Lebanese experts have warned of the risk of rising tensions, or even a conflict, between Israel and Lebanon as the U.S. continues its economic pressure on Lebanon to incite the public opinion against the Hezbollah.

“The United States is putting economic and financial pressure on Lebanon to weaken the country and prepare it for an Israeli war this summer,” Rafic Nasrallah, director of the Lebanese International Center for Media and Research, told Xinhua. The U.S. and Israel aim to incite public opinion in Lebanon against Hezbollah and push Lebanese citizens to hold Hezbollah accountable for the economic and financial deterioration in the country, Nasrallah said. Lebanon has been facing the most difficult financial and economic crisis in its history amid severe shortage in U.S. dollars. The country has held several sessions of negotiations with the International Monetary Fund (IMF) in hope to gain foreign aid which is conditional that it implements various necessary reforms.

However, the U.S. and its allies are concerned about the nature of the current Lebanese government, which is headed by Prime Minister Hassan Diab with ministers named by the two Shiite parties, Hezbollah and Amal Movement. Also, the Lebanese government has so far been incapable of implementing necessary reforms to unlock international aid from the IMF and CEDRE, the France-hosted international donors conference for Lebanon. This has led to renewed nationwide protests recently against the government following the easing of anti-coronavirus measures, urging the implementation of U.N. Security Council Resolution 1559 which calls for the disarmament of Hezbollah and the strengthening of the Lebanese government to impose its authority over all of Lebanon’s territory. “A campaign is taking place inside the country to create chaos and prompt people to ask for U.S. help to save Lebanon from Hezbollah,” Nasrallah said. He expects more chaos and protests to take place in the country in an attempt to drag Hezbollah into these clashes, which would then encourage the U.S. and Israel to start a war against the party.

Israel has, in the past few months, used Lebanon’s airspace repeatedly during launching attacks on Syria, despite the repetitive complaints by Lebanon to the U.N. Security Council about Israeli violations of its sovereignty.
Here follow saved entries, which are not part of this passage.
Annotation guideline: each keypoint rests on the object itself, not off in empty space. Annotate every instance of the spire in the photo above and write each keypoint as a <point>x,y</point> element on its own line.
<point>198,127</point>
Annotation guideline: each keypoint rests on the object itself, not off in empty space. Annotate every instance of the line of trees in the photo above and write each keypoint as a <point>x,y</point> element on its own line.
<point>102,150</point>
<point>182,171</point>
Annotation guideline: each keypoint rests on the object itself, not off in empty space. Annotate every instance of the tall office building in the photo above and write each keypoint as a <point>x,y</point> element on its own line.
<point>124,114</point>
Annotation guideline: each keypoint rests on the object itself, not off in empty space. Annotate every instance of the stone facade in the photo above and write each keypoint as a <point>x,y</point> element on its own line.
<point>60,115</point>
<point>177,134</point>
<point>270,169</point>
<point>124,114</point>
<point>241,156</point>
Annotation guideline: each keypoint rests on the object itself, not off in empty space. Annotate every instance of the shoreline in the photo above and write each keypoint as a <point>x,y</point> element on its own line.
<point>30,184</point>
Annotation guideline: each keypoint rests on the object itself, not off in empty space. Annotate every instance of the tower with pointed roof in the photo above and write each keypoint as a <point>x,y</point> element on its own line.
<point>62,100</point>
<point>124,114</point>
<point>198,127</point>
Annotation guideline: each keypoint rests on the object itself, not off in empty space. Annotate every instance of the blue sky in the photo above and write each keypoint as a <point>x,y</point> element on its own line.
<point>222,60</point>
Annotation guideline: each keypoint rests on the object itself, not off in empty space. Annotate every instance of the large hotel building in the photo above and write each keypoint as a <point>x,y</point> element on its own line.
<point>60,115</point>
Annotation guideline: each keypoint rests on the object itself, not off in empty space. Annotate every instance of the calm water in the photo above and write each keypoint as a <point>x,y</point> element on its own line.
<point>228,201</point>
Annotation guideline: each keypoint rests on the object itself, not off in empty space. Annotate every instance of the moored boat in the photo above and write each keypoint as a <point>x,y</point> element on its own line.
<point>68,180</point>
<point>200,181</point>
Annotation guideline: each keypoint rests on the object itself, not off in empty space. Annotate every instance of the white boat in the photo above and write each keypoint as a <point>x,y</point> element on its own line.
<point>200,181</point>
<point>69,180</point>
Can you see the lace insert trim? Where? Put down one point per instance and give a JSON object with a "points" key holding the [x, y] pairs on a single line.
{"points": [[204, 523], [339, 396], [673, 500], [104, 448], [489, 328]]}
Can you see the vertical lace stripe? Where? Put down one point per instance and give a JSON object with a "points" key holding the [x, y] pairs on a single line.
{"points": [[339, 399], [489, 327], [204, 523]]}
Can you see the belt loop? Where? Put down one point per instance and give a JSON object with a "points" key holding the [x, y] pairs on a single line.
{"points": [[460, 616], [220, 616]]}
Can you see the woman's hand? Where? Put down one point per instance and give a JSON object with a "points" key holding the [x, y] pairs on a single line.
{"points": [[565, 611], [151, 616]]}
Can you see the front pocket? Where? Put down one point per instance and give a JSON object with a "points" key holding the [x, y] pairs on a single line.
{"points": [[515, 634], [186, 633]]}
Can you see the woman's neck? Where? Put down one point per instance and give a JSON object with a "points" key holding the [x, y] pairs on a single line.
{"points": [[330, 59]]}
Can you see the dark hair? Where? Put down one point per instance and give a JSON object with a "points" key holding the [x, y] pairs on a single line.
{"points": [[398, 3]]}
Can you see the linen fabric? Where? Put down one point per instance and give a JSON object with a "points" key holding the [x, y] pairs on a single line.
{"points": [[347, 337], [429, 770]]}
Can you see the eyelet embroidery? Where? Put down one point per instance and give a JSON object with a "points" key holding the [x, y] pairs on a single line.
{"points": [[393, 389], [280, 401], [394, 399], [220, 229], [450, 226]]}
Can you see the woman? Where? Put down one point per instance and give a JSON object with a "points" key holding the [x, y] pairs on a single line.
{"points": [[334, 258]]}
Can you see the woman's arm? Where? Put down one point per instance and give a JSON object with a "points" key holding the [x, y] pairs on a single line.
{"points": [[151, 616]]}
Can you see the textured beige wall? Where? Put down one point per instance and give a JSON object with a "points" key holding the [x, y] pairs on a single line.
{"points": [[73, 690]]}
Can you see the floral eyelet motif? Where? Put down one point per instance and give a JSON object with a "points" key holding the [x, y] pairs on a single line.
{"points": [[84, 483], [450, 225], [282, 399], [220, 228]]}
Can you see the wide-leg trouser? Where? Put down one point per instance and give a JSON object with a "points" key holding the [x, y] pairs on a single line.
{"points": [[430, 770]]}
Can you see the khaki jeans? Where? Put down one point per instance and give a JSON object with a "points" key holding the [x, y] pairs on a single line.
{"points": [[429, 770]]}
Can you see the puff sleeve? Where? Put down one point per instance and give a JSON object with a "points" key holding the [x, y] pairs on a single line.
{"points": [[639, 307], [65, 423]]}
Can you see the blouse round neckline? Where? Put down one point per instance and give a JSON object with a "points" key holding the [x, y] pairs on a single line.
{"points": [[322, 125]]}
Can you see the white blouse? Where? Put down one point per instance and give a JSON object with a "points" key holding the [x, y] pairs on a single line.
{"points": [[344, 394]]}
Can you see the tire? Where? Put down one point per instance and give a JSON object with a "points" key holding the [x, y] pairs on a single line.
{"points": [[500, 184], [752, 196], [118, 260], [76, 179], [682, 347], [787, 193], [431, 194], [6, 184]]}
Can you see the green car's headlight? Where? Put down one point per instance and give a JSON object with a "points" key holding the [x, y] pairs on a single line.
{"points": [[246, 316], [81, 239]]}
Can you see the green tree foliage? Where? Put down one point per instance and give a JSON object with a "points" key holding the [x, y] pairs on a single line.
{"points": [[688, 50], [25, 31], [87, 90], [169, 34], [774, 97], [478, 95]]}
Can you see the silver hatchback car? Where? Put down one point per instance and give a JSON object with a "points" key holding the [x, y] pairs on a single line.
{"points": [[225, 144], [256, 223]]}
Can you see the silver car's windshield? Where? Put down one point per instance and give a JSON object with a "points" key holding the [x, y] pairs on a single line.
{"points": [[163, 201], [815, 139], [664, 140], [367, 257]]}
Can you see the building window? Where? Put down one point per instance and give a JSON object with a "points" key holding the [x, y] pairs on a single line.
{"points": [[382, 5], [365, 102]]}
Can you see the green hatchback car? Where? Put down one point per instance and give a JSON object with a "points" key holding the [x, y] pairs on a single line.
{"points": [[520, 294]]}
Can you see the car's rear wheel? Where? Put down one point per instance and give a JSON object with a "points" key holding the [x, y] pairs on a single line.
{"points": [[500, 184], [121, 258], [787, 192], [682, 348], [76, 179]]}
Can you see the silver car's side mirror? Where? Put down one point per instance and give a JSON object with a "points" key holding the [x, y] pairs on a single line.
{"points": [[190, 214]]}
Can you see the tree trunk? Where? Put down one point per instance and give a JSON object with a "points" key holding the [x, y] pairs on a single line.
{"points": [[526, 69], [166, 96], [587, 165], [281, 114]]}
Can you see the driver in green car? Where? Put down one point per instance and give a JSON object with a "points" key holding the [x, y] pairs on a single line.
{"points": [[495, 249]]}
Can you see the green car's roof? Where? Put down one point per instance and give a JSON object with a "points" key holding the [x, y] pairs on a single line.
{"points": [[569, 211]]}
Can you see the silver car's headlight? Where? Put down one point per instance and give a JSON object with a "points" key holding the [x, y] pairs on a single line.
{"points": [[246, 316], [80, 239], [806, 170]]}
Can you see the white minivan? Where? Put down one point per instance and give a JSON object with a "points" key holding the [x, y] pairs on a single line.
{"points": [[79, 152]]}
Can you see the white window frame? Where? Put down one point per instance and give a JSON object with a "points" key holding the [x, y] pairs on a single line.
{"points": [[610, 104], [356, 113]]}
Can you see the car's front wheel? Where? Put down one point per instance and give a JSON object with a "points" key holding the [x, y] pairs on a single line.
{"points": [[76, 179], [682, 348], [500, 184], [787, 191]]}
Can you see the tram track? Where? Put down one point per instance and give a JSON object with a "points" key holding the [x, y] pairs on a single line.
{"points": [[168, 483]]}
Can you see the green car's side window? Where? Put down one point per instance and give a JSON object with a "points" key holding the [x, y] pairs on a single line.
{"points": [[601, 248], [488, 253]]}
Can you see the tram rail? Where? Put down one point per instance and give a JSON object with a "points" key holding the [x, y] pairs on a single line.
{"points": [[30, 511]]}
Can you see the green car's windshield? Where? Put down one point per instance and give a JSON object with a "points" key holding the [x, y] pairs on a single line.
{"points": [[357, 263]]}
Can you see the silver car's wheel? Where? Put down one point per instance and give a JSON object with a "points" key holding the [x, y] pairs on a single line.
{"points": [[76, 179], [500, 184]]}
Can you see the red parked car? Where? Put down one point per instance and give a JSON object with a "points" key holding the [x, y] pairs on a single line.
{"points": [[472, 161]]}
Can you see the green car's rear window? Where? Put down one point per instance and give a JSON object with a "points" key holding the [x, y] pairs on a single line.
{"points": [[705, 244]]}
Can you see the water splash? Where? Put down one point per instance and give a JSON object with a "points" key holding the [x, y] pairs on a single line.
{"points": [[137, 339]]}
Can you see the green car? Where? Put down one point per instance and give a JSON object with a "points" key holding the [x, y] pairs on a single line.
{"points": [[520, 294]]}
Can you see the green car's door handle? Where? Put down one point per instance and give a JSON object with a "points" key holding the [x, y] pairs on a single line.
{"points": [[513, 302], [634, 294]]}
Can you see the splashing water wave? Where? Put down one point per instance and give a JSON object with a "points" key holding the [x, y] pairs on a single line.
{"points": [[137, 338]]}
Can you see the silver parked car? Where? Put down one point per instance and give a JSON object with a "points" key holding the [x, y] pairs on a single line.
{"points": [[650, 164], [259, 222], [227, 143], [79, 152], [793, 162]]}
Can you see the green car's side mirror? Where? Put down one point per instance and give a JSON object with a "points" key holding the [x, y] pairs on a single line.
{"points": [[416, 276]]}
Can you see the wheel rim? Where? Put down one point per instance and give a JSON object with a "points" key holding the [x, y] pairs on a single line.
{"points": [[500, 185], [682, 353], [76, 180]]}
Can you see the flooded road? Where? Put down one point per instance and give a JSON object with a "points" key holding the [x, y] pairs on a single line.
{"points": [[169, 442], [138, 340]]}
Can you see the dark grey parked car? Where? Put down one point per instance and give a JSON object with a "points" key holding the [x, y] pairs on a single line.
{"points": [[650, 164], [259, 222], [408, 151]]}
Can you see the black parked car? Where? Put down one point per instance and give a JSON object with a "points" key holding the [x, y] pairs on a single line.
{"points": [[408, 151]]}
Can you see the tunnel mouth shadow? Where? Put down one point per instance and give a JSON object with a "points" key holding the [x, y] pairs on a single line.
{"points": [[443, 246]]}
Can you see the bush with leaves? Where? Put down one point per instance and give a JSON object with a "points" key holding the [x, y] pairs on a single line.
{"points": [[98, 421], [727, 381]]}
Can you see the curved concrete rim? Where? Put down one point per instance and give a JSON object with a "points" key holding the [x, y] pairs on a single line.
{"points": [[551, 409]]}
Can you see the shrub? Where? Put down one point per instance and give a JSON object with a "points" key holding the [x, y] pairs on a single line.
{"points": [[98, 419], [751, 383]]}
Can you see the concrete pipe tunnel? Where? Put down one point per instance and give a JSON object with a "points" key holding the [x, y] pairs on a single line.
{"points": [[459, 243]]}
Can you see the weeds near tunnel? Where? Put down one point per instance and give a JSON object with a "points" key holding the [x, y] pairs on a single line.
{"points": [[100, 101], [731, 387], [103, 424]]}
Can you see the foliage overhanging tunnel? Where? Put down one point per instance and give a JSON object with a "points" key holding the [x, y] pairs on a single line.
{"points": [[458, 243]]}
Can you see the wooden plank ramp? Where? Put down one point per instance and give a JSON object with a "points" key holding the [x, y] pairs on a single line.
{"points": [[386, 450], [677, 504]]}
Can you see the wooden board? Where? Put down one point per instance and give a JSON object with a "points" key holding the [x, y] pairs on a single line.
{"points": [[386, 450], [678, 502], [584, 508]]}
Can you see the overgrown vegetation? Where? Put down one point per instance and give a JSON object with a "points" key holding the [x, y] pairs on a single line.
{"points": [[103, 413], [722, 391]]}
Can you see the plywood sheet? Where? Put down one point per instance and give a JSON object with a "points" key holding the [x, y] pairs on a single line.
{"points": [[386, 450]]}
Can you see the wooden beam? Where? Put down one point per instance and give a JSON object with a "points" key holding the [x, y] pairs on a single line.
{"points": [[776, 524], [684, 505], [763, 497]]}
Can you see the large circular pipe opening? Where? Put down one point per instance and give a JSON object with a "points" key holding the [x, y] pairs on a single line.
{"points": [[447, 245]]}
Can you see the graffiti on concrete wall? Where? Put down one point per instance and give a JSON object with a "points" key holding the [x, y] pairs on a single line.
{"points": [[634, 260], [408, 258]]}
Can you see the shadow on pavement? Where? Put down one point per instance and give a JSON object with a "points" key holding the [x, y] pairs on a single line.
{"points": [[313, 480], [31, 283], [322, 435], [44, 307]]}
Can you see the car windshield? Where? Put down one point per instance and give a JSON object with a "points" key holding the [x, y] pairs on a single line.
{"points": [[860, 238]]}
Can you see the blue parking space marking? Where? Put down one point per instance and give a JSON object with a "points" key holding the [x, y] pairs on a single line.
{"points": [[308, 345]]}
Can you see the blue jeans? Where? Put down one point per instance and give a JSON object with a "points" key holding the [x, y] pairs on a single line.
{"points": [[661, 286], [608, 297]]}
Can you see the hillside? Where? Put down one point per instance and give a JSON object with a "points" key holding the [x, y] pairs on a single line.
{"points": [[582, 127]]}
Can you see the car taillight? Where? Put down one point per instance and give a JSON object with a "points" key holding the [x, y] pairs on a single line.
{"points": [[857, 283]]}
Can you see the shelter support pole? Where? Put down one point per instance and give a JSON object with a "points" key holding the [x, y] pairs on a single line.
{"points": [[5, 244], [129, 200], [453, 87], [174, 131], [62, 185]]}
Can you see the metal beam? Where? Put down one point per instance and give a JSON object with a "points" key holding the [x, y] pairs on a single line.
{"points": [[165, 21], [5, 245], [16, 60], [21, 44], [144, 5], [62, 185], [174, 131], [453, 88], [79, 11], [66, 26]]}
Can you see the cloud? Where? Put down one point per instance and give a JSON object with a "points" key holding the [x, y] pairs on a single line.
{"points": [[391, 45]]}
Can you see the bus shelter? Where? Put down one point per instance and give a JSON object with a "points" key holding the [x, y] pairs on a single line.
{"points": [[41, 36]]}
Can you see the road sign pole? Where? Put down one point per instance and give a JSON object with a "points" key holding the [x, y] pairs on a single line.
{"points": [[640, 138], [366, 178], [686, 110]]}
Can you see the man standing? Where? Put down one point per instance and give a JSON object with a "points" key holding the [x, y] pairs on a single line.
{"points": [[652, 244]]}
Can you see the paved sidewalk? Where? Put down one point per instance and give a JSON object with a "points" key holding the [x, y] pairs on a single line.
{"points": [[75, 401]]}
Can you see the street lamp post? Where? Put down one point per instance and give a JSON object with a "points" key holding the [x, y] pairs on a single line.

Colonel Roman Goffman, leader of the Golan division of the Israeli army, announced on Thursday that the growing strength of Hezbollah in Lebanon, which attempts to position itself in the Syrian part of the Golan and rebuild the Syrian army, is forcing Israel to have a broader vision and greater preparedness. Hezbollah released in last month a video in which Hezbollah Leader Hassan Nasrallah declared that the Shiite party is not only capable of targeting precise points in Tel Aviv in Israel, but also any targets in the occupied Palestinian territories. “Our mission is accomplished,” the Hezbollah leader said, hinting at the fact that Hezbollah is already capable of developing very precise missiles.

Hilal Khashan, chair of the Political Studies Department at the American University of Beirut, told Xinhua that Hezbollah usually declares that it has great capabilities but it has never released such a video before. “We all know that Israel has been trying, for years, to prevent Hezbollah from developing precision missiles. When Hezbollah announces that they have this capability and their mission was accomplished, this can indicate that they are inviting Israel for a war,” Khashan said.

The increasing economic and financial pressure in Lebanon may mean that a war is favorable in such situation since it would prompt other countries to remove their embargo on Lebanon, Khashan argued. “When the Lebanese army says we cannot offer meat to soldiers, this means that the cost of war may be less than that of poverty and hunger,” he said. However, Khashan believes that chances of a conflict will become higher if Israel moves forward with its plan to annex parts of the Palestinian territories in the West Bank. “If the Israelis decide on annexation, they will strike; but if they don’t, then chances are they may not start a war for the time being,” he said.

Israeli Prime Minister Benjamin Netanyahu aimed to start the annexation process on Wednesday, to bring some 30 percent of the West Bank under permanent Israeli control, while giving the Palestinians limited autonomy in parts of the remaining land. But the plan was postponed as many countries have expressed opposition to it, citing that it violates international law.

Sami Nader, director of Levant Institute for Strategic Affairs in Lebanon, believes that all of the factors that may lead to a war between Israel and Lebanon are present today. “We have missiles entering Lebanon against Hezbollah, the borders demarcation between Lebanon and Israel is not done yet, not to forget that Iran has become very weak economically which may encourage Israel to wage an attack,” Nader warned. However, Nader added that Israel and the U.S. may want to economically and financially weaken Iran and the Hezbollah further, without taking the risk of engaging in a full war.

Stefano Del Col, head of mission and force commander of the UN Interim Force in Lebanon (UNIFIL), urged on Thursday Lebanon and Israel to “avoid activities that could be deemed provocative by the other side, or that otherwise have the potential to escalate with uncontrollable consequences.” Del Col’s remarks came during the second special tripartite meeting since the COVID-19 outbreak with senior officers from the Lebanese Armed Forces and the Israel Defense Forces at a UN position in Ras Al Naqoura.